The legal tampering period starts at noon ET on Monday, March 11.
The players involved are those whose contracts will expire at the beginning of the new league year, which is set at Wednesday, March 13 at 4 p.m. ET. This only involved players who will become unrestricted free agents. Those that are still restricted cannot be negotiated with until March 13, when they become unrestricted.
This DOES NOT involve players who were recently cut. Danny Amendola is the perfect example. He was released on Friday and immediately became a free agent who could sign anywhere. That’s why the Lions were able to sign Amendola before the tampering period began at noon.
During the legal tampering period, players CANNOT meet with teams. All negotiations and contact must go through the player’s agent. Players are not even allowed to talk over the phone with a team. So if you hear rumors that Trey Flowers is at the Detroit Metro Airport on his way to meet with the team on Tuesday, you can immediately throw that rumor in the trash.

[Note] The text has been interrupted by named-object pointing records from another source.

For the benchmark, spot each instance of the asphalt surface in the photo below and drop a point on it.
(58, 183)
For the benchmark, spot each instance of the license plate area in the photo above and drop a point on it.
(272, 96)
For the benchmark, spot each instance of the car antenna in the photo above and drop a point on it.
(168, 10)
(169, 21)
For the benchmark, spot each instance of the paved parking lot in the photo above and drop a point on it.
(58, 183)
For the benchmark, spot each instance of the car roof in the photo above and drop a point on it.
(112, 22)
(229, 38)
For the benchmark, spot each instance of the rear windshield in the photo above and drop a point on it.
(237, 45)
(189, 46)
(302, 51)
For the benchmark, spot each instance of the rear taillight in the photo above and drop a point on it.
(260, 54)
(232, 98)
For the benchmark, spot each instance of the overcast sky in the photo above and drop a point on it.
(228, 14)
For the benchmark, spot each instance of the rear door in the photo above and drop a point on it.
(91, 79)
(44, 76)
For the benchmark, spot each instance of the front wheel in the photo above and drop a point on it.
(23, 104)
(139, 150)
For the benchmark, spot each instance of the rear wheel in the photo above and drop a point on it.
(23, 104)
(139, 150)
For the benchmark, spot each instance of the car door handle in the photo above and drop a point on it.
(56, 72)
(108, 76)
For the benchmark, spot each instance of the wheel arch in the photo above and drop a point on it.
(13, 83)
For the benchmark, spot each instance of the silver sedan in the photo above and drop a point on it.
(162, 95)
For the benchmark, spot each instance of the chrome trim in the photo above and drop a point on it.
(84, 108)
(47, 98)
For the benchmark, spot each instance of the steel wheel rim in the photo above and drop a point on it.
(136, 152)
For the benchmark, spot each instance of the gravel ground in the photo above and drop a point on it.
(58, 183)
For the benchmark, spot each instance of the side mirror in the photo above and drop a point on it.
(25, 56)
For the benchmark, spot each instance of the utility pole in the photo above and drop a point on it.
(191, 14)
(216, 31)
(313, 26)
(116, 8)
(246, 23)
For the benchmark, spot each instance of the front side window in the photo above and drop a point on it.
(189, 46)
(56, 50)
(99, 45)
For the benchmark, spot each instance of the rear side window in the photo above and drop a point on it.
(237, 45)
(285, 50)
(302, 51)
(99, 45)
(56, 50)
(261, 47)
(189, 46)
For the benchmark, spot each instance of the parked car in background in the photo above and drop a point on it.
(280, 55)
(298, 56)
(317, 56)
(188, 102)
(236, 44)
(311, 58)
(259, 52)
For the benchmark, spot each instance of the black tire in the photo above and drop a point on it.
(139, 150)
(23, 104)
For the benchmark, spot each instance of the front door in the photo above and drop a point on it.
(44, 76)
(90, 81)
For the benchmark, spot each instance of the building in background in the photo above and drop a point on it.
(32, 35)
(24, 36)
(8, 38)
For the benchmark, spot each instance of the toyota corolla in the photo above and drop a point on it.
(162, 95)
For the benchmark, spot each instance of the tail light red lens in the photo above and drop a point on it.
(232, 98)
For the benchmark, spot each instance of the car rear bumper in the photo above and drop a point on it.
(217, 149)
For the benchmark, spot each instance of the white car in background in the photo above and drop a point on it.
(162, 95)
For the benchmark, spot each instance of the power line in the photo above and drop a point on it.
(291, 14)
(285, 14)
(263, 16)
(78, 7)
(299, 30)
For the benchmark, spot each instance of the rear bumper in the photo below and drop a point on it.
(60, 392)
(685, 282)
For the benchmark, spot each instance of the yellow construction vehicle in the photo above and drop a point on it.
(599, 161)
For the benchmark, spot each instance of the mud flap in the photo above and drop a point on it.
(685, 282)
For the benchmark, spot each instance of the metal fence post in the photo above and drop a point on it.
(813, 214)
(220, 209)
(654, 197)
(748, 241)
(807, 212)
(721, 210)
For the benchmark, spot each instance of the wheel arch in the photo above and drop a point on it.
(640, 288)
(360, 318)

Additionally, players cannot officially sign a contract with a new team during this period. They can only “agree to terms” with a new team, meaning an agreement is in place and will become official once the new league year starts. But, remember, there’s always a chance a different team comes in at the last moment after terms were already agreed to.
Teams ARE permitted to re-sign their own players during the legal tampering period, even if they are set to become unrestricted free agents on Wednesday. Dante Fowler is a perfect example of this, as the Rams re-signed the edge rusher to a one-year, $14 million contract with the Rams late Sunday night.
This is also a time in which trades commonly go down. But much like new signings, these can only be agreed to in principle. Trades do not become official until the new league starts on Wednesday. Again, be weary that though news will paint these stories as “official,” there’s always the small chance that a team backs out before the start of the new year.